Photography captured his heart more than 25 years ago, and now Tony Stewart has achieved the penultimate – Grand Master with the New Zealand Institute of Professional Photography. The former teacher talks to Susan Sandys.
“It’s mind-blowing,” says Ashburton born and bred photographer Tony Stewart.
He has just returned from the prestigious 2018 Iris Awards, organised by the New Zealand Institute of Professional Photography (NZIPP).
The awards were judged in a public forum over a three-day period by panels of national and international judges and announced at a gala black-tie dinner in Wellington on Monday night.
The best images receive gold, silver and bronze at the annual awards and a select few photographers, this year just four, receive the penultimate honour of Grand Master.
Stewart was among them, making him the first to ever achieve the honour in the NZIPP Canterbury and Westland region.
It is something which takes years to do, as entrants need to build up a suite of the gold, silver and bronze accolades.
For Stewart, the 48-year-old dad of two who established his Photoshots business in Christchurch 19 years ago, it was a goal which began to come into focus about five years ago.
“When you first start off you think it’s [Grand Master award] so far away, you kind of have this idea when you start, that’s for someone else.”
His final elusive gold had been something he was aiming for over the past two to three years.
The image which earned him this year’s gold also won the landscape category.
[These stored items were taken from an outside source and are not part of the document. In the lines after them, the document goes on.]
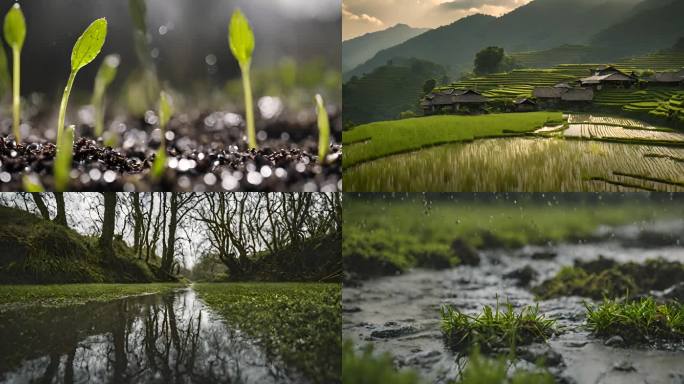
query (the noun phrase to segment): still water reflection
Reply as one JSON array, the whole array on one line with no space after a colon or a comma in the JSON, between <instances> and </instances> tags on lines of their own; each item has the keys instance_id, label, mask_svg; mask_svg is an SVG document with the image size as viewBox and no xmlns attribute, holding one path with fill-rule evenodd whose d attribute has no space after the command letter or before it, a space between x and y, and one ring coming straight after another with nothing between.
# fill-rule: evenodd
<instances>
[{"instance_id":1,"label":"still water reflection","mask_svg":"<svg viewBox=\"0 0 684 384\"><path fill-rule=\"evenodd\" d=\"M192 289L0 314L0 381L290 383Z\"/></svg>"}]
</instances>

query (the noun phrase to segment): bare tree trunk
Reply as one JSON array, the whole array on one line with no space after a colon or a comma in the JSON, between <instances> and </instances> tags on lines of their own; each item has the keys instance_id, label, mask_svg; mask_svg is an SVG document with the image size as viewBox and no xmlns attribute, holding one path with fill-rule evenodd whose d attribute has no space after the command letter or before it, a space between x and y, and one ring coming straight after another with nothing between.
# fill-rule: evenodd
<instances>
[{"instance_id":1,"label":"bare tree trunk","mask_svg":"<svg viewBox=\"0 0 684 384\"><path fill-rule=\"evenodd\" d=\"M169 233L166 238L166 249L162 256L162 270L172 273L173 256L176 248L176 228L178 227L178 194L171 193L171 218L169 220Z\"/></svg>"},{"instance_id":2,"label":"bare tree trunk","mask_svg":"<svg viewBox=\"0 0 684 384\"><path fill-rule=\"evenodd\" d=\"M104 221L102 223L102 235L100 236L100 248L111 252L114 227L116 224L116 193L104 192Z\"/></svg>"},{"instance_id":3,"label":"bare tree trunk","mask_svg":"<svg viewBox=\"0 0 684 384\"><path fill-rule=\"evenodd\" d=\"M31 194L31 197L33 197L33 202L36 203L36 206L40 211L40 215L43 216L43 219L50 220L50 211L48 211L48 207L45 205L43 196L41 196L40 193L35 192Z\"/></svg>"},{"instance_id":4,"label":"bare tree trunk","mask_svg":"<svg viewBox=\"0 0 684 384\"><path fill-rule=\"evenodd\" d=\"M57 202L57 216L55 216L55 223L67 227L66 208L64 205L64 193L55 192L55 201Z\"/></svg>"},{"instance_id":5,"label":"bare tree trunk","mask_svg":"<svg viewBox=\"0 0 684 384\"><path fill-rule=\"evenodd\" d=\"M140 195L133 192L133 249L138 258L142 257L143 213L140 208Z\"/></svg>"}]
</instances>

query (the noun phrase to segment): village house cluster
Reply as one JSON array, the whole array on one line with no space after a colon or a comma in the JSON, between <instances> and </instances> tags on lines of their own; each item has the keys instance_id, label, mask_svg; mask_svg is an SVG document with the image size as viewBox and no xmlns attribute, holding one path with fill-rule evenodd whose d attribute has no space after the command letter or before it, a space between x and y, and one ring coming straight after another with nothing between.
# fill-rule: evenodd
<instances>
[{"instance_id":1,"label":"village house cluster","mask_svg":"<svg viewBox=\"0 0 684 384\"><path fill-rule=\"evenodd\" d=\"M574 83L535 87L531 98L514 100L511 108L526 112L539 108L589 105L598 91L608 88L632 88L637 84L644 87L684 87L684 69L639 77L633 72L626 73L614 66L596 68L591 70L590 76L578 79ZM439 112L478 113L484 111L490 102L490 99L477 90L448 88L428 93L421 99L420 106L426 115Z\"/></svg>"}]
</instances>

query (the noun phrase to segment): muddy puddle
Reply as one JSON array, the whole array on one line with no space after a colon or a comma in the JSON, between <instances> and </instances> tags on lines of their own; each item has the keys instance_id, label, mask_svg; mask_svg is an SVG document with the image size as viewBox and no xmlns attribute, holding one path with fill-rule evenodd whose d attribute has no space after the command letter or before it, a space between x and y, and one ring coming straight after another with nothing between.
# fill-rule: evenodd
<instances>
[{"instance_id":1,"label":"muddy puddle","mask_svg":"<svg viewBox=\"0 0 684 384\"><path fill-rule=\"evenodd\" d=\"M0 314L0 382L290 383L191 288Z\"/></svg>"},{"instance_id":2,"label":"muddy puddle","mask_svg":"<svg viewBox=\"0 0 684 384\"><path fill-rule=\"evenodd\" d=\"M531 283L536 285L575 259L603 255L619 261L684 260L684 220L644 224L602 228L596 236L603 238L599 242L489 250L481 253L479 266L418 269L371 279L357 287L345 286L343 337L357 345L372 342L377 351L394 355L397 366L419 371L427 382L456 379L467 359L444 347L439 322L442 304L473 314L483 305L495 306L497 298L509 300L516 308L534 304L534 295L527 288L503 277L525 266L538 272ZM644 246L644 236L658 241ZM643 241L637 246L640 238ZM525 367L544 360L556 379L567 383L684 383L683 345L667 350L606 345L584 329L585 300L561 297L540 301L541 311L557 320L560 332L547 344L526 347L516 365Z\"/></svg>"}]
</instances>

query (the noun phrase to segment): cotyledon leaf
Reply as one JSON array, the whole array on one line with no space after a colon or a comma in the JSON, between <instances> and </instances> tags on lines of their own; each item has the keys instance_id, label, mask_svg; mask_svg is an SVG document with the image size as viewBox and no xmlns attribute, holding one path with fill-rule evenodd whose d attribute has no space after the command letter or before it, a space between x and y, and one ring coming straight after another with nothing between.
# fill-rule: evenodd
<instances>
[{"instance_id":1,"label":"cotyledon leaf","mask_svg":"<svg viewBox=\"0 0 684 384\"><path fill-rule=\"evenodd\" d=\"M19 3L15 3L12 9L7 12L3 29L7 44L14 49L21 49L24 40L26 40L26 20Z\"/></svg>"},{"instance_id":2,"label":"cotyledon leaf","mask_svg":"<svg viewBox=\"0 0 684 384\"><path fill-rule=\"evenodd\" d=\"M71 51L71 70L78 71L93 61L102 50L107 37L107 19L97 19L76 40Z\"/></svg>"},{"instance_id":3,"label":"cotyledon leaf","mask_svg":"<svg viewBox=\"0 0 684 384\"><path fill-rule=\"evenodd\" d=\"M254 52L254 32L247 17L241 10L236 9L230 19L228 28L228 44L230 51L240 65L248 65Z\"/></svg>"}]
</instances>

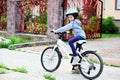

It was a triptych of images he took from a boat at Breaksea Sound in Fiordland.
“It is a very special place that many Kiwis don’t get to visit,” Stewart said.
That meant it deserved special treatment and he transformed his images of the natural landscape, cropping them, converting them to black and white variants, turning them 90 degrees and arranging them as a narrative of three.
Stewart first fell in love with photography at the age of 21 while studying at university. It was a hobby which he continued with as he taught in secondary schools and then travelled.
Upon returning from overseas he decided to take a leap of faith and go into photography fulltime, and do a one-year course.
“It was just the allure of something creative. Every day I wake up and don’t know what I am going to be doing that day,” he said.
“It’s not particularly easy, it sounds glamorous but there’s a lot of computer work.”
Daily variety, along with the attraction of getting the next great image, has continued to keep him inspired.
He may be capturing a three-year-old for a child portrait one day and the prime minister at a high-flying function the next.
When he established his photography business he began with mainly weddings, whereas today he mostly does commercial work. Bookings each year include some at his old school of Ashburton College, where he shoots school photos and the annual school ball.